I'm trying to parse some site using Rcurl and XML packages. After ~1 houre of execution according task manager rsession process use 12G. After calling
rm(list = ls())
gc()
all my memory is still used by rsession. What is the problem? Here is the code:
library(XML);
library(RCurl);
rm(list = ls())
if (file.exists('cookies.txt')){
file.remove('cookies.txt')
}
if (file.exists('words.txt')){
file.remove('words.txt')
}
doGet <- function(url, encode = 'windows-1251') {
html <- tryCatch(
{
getURL(url, curl=curl, .encoding = encode)
}, warning = function(w) {
print(paste('warning: ', url, w))
}, error = function(e) {
print(paste('error: ', url, e))
}, finally = {}
)
write(x = html, file = '~tmp.html', append = F)
htmlTreeParse(file = '~tmp.html', useInternalNodes = T, encoding = encode)
}
makeURL <- function(url) {
paste(url_base, url, sep = "")
}
parse.morph <- function(n){
val <- xmlValue(n, encoding = 'UTF-8')
res <- tolower(gsub(" |-", "", strsplit(val, ':')[[1]][[2]]))
rm(val)
res
}
morphToList <- function(morphs) {
print(paste(morphs, collapse=''))
res <- list()
res$prefix = unlist(strsplit(morphs[1], split = ';'))
res$base = unlist(strsplit(morphs[2], split = ';'))
res$suffix = unlist(strsplit(morphs[3], split = ';'))

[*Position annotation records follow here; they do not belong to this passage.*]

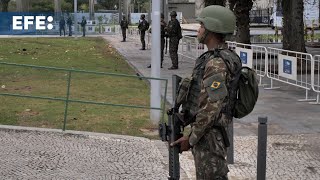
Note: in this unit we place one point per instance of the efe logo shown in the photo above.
(23, 22)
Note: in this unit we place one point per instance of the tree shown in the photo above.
(293, 27)
(4, 5)
(241, 9)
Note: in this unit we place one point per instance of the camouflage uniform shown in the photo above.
(124, 27)
(83, 25)
(143, 27)
(174, 33)
(206, 98)
(205, 103)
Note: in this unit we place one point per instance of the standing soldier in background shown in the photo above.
(62, 24)
(163, 25)
(69, 23)
(124, 27)
(143, 27)
(208, 99)
(174, 33)
(83, 25)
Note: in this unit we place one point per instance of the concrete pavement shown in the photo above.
(292, 152)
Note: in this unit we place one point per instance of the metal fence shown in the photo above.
(67, 98)
(291, 68)
(315, 77)
(256, 57)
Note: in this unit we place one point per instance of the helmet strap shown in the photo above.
(203, 37)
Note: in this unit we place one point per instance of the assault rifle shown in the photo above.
(172, 132)
(166, 46)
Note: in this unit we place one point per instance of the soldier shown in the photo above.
(143, 27)
(174, 33)
(62, 24)
(163, 24)
(208, 96)
(83, 25)
(69, 23)
(124, 27)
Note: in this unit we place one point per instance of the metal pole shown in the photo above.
(155, 62)
(262, 148)
(75, 2)
(67, 102)
(230, 151)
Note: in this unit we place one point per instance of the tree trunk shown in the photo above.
(199, 5)
(214, 2)
(293, 28)
(4, 5)
(241, 10)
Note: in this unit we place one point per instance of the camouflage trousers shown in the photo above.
(142, 36)
(173, 50)
(210, 157)
(124, 33)
(162, 48)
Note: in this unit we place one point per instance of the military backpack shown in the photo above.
(243, 87)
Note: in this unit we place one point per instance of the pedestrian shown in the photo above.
(163, 24)
(69, 23)
(124, 27)
(174, 33)
(143, 27)
(62, 24)
(83, 25)
(208, 96)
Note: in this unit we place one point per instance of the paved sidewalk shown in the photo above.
(293, 150)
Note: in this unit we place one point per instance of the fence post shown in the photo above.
(230, 150)
(67, 101)
(262, 148)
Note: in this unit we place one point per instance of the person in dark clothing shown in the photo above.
(62, 24)
(69, 23)
(163, 24)
(174, 33)
(143, 27)
(124, 27)
(83, 25)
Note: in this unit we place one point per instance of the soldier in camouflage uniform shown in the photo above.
(208, 96)
(143, 27)
(174, 33)
(124, 27)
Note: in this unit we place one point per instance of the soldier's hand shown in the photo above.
(183, 142)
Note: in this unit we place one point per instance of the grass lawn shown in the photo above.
(92, 54)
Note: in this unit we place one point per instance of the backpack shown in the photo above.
(243, 88)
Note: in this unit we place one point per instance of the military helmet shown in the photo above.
(173, 13)
(218, 19)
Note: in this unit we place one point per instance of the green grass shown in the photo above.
(92, 54)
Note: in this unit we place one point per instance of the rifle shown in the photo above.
(172, 132)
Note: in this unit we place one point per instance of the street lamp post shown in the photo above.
(75, 17)
(155, 62)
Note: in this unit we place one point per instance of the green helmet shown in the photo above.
(218, 19)
(173, 13)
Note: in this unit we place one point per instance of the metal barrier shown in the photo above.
(290, 67)
(67, 99)
(315, 76)
(254, 57)
(190, 47)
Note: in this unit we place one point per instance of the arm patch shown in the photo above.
(215, 86)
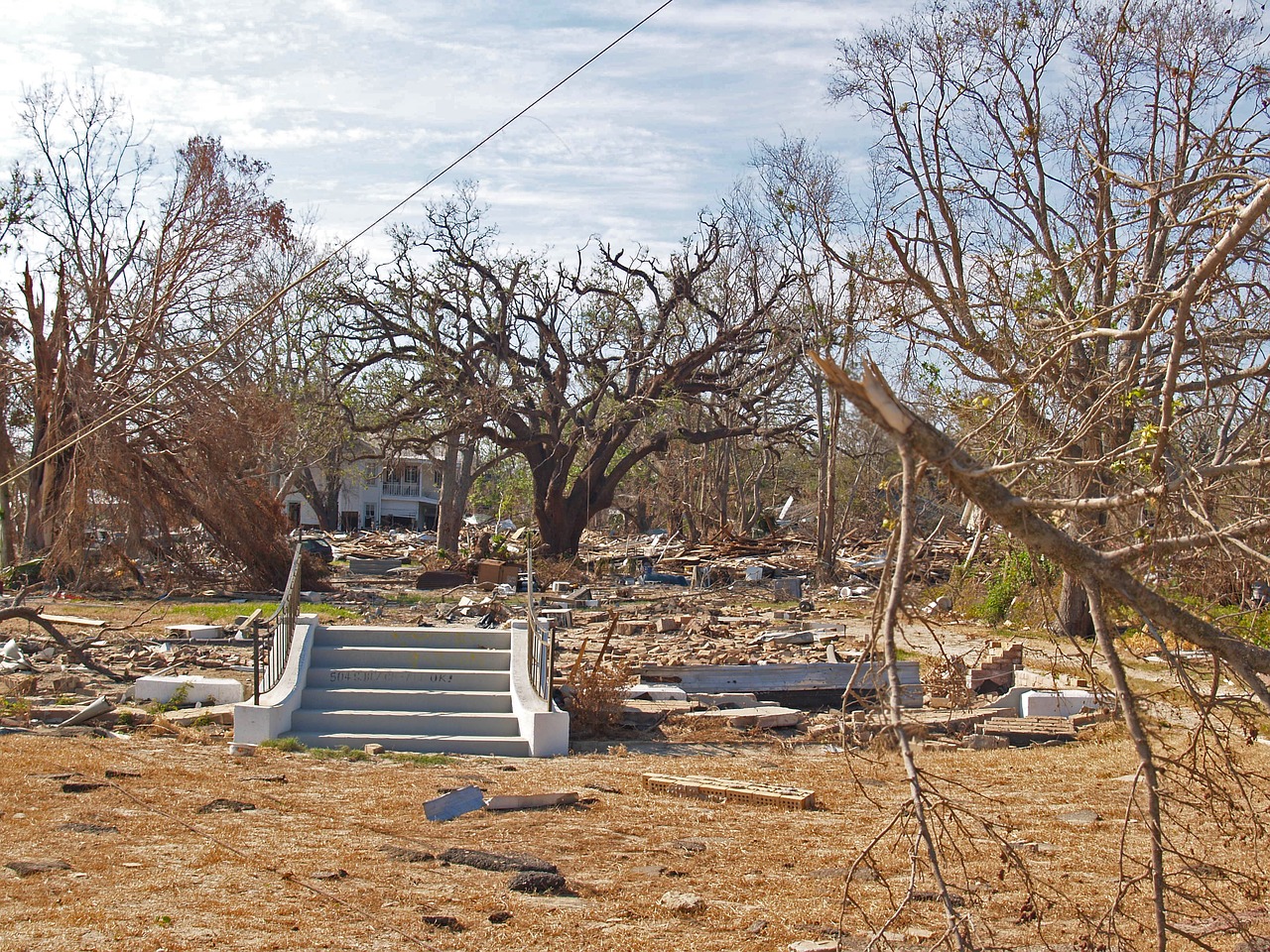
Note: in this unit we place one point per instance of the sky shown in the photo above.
(354, 103)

res$ending = unlist(strsplit(morphs[4], split = ';'))
res
}
indexOf <- function(val, str) {
grep(val, strsplit(str, "")[[1]])
}
parse.word <- function(page) {
xpathSApply(page, "//div[@class='word-article']/ul/li", parse.morph)
}
append <- function(df, m) {
tmp <- data.frame(p1 = m$prefix[3], p2 = m$prefix[2], p3 = m$prefix[1],
b1 = m$base[1], b2 = m$base[2],
s1 = m$suffix[1], s2 = m$suffix[2], s3 = m$suffix[3], s4 = m$suffix[4],
e1 = m$ending[1], e2 = m$ending[2], e3 = m$ending[3])
rbind(df, tmp)
}
parsePage <- function(page) {
words.url <- xpathSApply(page, "//tr[contains(@class, 'row')]/td/a", xmlGetAttr, 'href')
df <- data.frame(p1 = c(), p2 = c(), p3 = c(), b1 = c(), b2 = c(), s1 = c(), s2 = c(), s3 = c(), s4 = c(), e1 = c(), e2 = c(), e3 = c())
for(word.url in words.url) {
page <- doGet(makeURL(word.url))
word.morphs <- parse.word(page)
df <- append(df, morphToList(word.morphs))
}
return(df)
}
saveWords <- function(df, fileName) {
write.table(file = fileName, x = df, append = T, row.names = F, col.names = F, quote = T, sep = ',')
}
url_base <- 'http://slovonline.ru'
url_addr <- makeURL('/slovar_sostav')
agent<-"Mozilla/5.0"
curl<-getCurlHandle()
curlSetOpt(curl = curl, cookiejar='cookies.txt', useragent='Mozilla/5.0', followlocation=T)
index <- doGet(url_addr)
lrs.url <- xpathSApply(index, "//div[@class = 'nletters all']/a", xmlGetAttr, 'href')
for (letter in lrs.url[1:2]) {
page <- doGet(makeURL(letter))
table <- parsePage(page)
pages.url <- c(letter, xpathSApply(page, "//div[@class = 'npages']/a", xmlGetAttr, 'href'))
saveWords(df = table, fileName = 'words.csv')
for (page.url in pages.url) {
page <- doGet(makeURL(page.url))
table <- parsePage(page)
saveWords(df = table, fileName = 'words.csv')
}
}